The string being parsed here is nonsense.  I'm not sure what a sane way to parse it would be.  Perhaps as a singleton tag named "a<a" followed by a naked ">".

Erroring out is undesirable, because it doesn't attempt to do any partial parsing.
User Comments: andreas_kupries added on 2012-08-03 05:22:48:

allow_comments - 1

Applied patch in CVS head, package version is 1.2.1.

andreas_kupries added on 2012-08-03 01:16:02:
Thanks. Today doesn't seem to be my day. Second time I missed stuff like that.

dvrsn added on 2012-08-03 01:06:48:
The patch is already attached.

andreas_kupries added on 2012-08-03 00:51:21:
Re: " It can be changed to actually rewrite those tags to be an opening tag followed by a closing tag"

Do you have a patch for this change, per chance ?

dvrsn added on 2012-03-14 23:56:20:

File Added - 438255: htmlparse.patch

dvrsn added on 2012-03-14 23:54:33:
The cause behind this bug and duplicate 3504018 is that the trnasformation into a command stream is done by a pair of regexps, and when the param value (i.e., tag attributes) of a null end tag construct looks like html, it gets reparsed by the second regexp, making things break in interesting ways.

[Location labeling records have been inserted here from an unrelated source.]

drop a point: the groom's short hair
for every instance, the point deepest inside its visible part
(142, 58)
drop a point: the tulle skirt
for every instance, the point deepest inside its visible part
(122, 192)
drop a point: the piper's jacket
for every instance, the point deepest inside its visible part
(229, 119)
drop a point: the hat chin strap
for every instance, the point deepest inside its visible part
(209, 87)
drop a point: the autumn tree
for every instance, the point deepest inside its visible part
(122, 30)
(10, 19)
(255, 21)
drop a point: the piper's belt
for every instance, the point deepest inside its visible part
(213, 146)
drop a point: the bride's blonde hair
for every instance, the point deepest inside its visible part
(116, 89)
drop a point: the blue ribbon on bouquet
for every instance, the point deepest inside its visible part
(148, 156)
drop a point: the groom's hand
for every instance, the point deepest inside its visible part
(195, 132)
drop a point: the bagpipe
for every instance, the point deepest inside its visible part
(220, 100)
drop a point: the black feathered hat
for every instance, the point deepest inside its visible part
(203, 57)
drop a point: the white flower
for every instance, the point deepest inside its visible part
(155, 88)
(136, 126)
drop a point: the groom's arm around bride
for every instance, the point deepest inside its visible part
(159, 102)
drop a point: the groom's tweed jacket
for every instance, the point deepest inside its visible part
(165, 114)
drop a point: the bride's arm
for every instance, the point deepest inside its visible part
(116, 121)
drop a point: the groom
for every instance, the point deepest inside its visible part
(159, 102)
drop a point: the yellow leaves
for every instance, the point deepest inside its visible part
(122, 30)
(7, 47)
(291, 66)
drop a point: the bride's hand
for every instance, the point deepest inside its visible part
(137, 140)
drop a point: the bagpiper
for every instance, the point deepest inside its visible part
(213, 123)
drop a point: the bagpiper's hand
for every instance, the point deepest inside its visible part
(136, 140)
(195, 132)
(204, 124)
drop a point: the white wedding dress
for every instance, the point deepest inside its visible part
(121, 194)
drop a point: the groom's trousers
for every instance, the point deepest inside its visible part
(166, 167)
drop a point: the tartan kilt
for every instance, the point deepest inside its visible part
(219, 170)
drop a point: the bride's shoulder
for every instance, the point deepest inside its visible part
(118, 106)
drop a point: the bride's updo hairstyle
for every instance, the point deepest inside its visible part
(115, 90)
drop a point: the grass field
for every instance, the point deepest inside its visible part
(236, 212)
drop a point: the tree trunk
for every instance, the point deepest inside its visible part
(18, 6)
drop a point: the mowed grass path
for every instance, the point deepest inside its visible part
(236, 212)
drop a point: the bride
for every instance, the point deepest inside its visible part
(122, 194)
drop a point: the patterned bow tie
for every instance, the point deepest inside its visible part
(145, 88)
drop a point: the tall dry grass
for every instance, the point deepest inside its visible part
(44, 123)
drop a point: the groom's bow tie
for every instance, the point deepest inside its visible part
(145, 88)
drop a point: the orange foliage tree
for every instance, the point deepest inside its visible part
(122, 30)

The first regexp handles NET cases, resulting in commands that make it look like a opening tag followed immediately by a closing tag.  It can be changed to actually rewrite those tags to be an opening tag followed by a closing tag, and then have the normal tag regexp reparse it intentionally instead of accidentally.  The effect is the same, but the mechanism prevents already formed commands from being changed.

tomk added on 2010-01-29 07:08:42:
OK, I agree with your comments. After reading the docs for the command it's it looks like your interpretation for the string is the only one that will work with the defined interface. Including a "/" in the tag doesn't make sense because it should be detected and returned as a flag in the callback. Thus, you really only have one chose.

dvrsn added on 2010-01-29 06:47:35:
There are two reasons why I said error-ing is undesirable.  

First, because the documentation doesn't suggest that it can throw an error due to badly formed html.  (It raises errors for incomplete html, but that is an intentionally raised error).  If an error like this was detectable and raised as "insane html" or something like that, and this was documented, that might be ok.  Unbalanced braces or incorrect number of arguments gives no clue as to the nature of the error.

Second, an error being raised in this case would allow partial parsing, but only up to the point of the error.  This malformed html is roughly comparable to line noise, where there's a glitch somewhere in the middle but after that things can continue.  But raising an error doesn't let things continue, even if the caller wanted to do so.  A document can be made completely unparsable by having this malformed string at the beginning.

tomk added on 2010-01-29 06:05:26:
That is a really nasty case. Your proposal makes sense in terms of continuing the parse but I'm a little confused by the "Erroring out is undesirable...". It seems to me that you should error out. If the using proc needs to test the html then it can capture the error with a catch and decide what to do.
tomk

Attachments: